Wednesday, September 25 • 10:30am - 11:00am
defoe: A Spark-Based Toolbox for Analysing Digital Historical Textual Data

Rosa Filgueira (University of Edinburgh), Michael Jackson (University of Edinburgh), Anna Roubickova (University of Edinburgh), Amrey Krause (University of Edinburgh), Ruth Ahnert (Queen Mary University of London), Tessa Hauswedell (University College London), Julianne Nyhan (University College London), David Beavan (The Alan Turing Institute), Timothy Hobson (The Alan Turing Institute), Mariona Coll Ardanuy (The Alan Turing Institute), Giovanni Colavizza (The Alan Turing Institute), James Hetherington (The Alan Turing Institute), and Melissa Terras (University of Edinburgh)
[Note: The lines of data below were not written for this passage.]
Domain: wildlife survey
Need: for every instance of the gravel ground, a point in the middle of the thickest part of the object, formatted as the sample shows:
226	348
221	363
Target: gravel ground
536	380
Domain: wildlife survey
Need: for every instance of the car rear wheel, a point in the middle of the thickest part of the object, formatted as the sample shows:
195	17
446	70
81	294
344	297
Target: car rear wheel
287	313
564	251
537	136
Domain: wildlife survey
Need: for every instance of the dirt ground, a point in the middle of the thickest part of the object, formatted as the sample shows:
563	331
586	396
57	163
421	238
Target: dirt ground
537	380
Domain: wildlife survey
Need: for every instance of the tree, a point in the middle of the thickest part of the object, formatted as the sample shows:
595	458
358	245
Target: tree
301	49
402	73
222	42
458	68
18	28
This work presents defoe, a new scalable and portable digital eScience toolbox that enables historical research. It allows for running text mining queries across large datasets, such as historical newspapers and books, in parallel via Apache Spark. It handles queries against collections that comprise several XML schemas and physical representations. The proposed tool has been successfully evaluated using five different large-scale historical text datasets and two computing environments, Cray Urika-GX, and Eddie, as well as in desktops. Results shows that defoe allows researchers to query multiple datasets in parallel from a single command-line interface and in a consistent way, without any HPC environment-specific requirement.